The Horrors, Primary Colours

Wednesday, August 19th, 2009

This record could easily be written off as an It Came from the Valley of Derivative Hipster Rock thing. The Horrors hit the scene as one of the gimmickiest NME “it” bands – all mock-shock camp horror goth garage pose without the tunes or the sound to prop up the image. Think lots of “Ooh, vintage!” organ and shouting. They kind of stunk.

So when someone suggested that I check out Primary Colours, I scoffed. When I was informed that the band had shelved the garage stunts and was doing a My Bloody Valentine meets Joy Division sort of thing. “Oh, great. More of that.” Commence eye rolling. Stylish retro brooding from the UK – whodathunk it?

Well, jokes on me because this is a neat little album. It’s not great. I couldn’t tell you what this record is about. You can throw a rock at any given song and hit something obviously nicked from the Jesus and Mary Chain, Echo and the Bunnymen, Joy Division, and My Bloody Valentine. However, as tight little collection of tracks, it’s both familiar and refreshing. Tracks like “Who Can Say” and “Primary Colours” are hung on catchy, minimalist hooks and dressed in high-style mope rock frippery. You’re not going to chuck your copy of Loveless based on this album, but it is nice to hear some of those fussed-over Kevin-Shields-type noises being employed in a pop context. Sure, “Scarlet Fields” is total shoegaze lite fluff, but that doesn’t prevent it from sounding good.
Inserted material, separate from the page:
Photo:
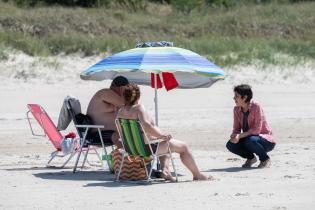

Worth checking out in a “key cut” sort of capacity is the final track “Sea Within a Sea.” The lyrics are mush like a lot of atmospheric mope rock lyrics. The main attraction is the song’s rather sprawling-feeling length (in reality only about eight minutes) and the driving motorik beat – both of which provide space for some guitars v. keys wrangling. There’s a nifty synth arpeggio bit and some reverbed “surfy” guitar. There’s a spare part, some ugly twisty mangled sounds, and then a gorgeous throbbing outro that eventually drifts away in a wash of electronic sound.

In short, not a mind-blowing, “change your life” sort of album. A modest, moody wisp of all the right sounds arranged smartly. Still, it’s not unsatisfying. It’s a bit like a great chunk of mopey candy.